Enrique Vila narra su experiencia en esta entrevista con Matías Prats, en varios libros que ha publicado y en otros enlaces a los que se puede acceder a través de la página de SOS Raíces. Podemos invertir horas indagando los casos y percatándonos de la gravedad de una historia que comenzó en el franquismo en forma de represión política y poco a poco se fue convirtiendo en una cuestión lucrativa, traspasando la barrera de la Constitución de 1978 y la democracia española hasta pasados los años 80.
Actualmente, Vila tiene la intención y la esperanza de que el caso se trate como "crimen organizado", apunta que se entendería como "un delito contra la humanidad", apelando así al Tribunal Penal Internacional y de Derechos Humanos de Estrasburgo, ya que "es uno de los escándalos más grandes de la Europa occidental del siglo XX", declara. O, como poco, que el caso lo acoja la Audiencia Nacional y lo abarque de manera general en toda España.

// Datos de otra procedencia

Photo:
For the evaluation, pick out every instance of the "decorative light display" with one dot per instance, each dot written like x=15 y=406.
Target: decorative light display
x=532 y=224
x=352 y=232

Vila declara que hay jueces archivando casos por falta de pruebas cuando no hay evidencia más irrefutable que un análisis de ADN que demuestra la falsedad de un acta de nacimiento oficial. Situaciones, comenta, “vergonzosas, que no se pueden permitir” y que inducen a pensar que "hay una clara intención y una directriz no escrita para que los asuntos se archiven como sea". Esa reticencia judicial, a la que se suma la falta de facilidades de la administración pública para esclarecer los hechos y la circunstancia de que los centros religiosos que acogieron muchos de los partos que están bajo sospecha no permiten el acceso a sus archivos, están complicando aun más las cosas.
Es duro asimilar que desde sectores particulares del Estado y la Iglesia se hayan cometido delitos de este tamaño hasta tiempos tan recientes, pues pone en serias dudas morales a dos instituciones tan básicas en la concepción y construcción de España. Pero resulta inconcebible pensar que, habiendo víctimas vivas, se estén entorpeciendo procesos de investigación y justicia.
Tenemos la oportunidad en Murcia de comenzar con buen pie la búsqueda de la verdad, aunque salten chispas que quemen reputaciones. Como dijo la presidenta de la Asociación de Bebés Robados de Murcia, Inés Madrigal, “el Gobierno de Murcia, sea de la ideología que sea, debe mostrar apoyo y solidaridad en nuestras búsquedas” para que los cimientos de nuestro tejido social no terminen por desplomarse.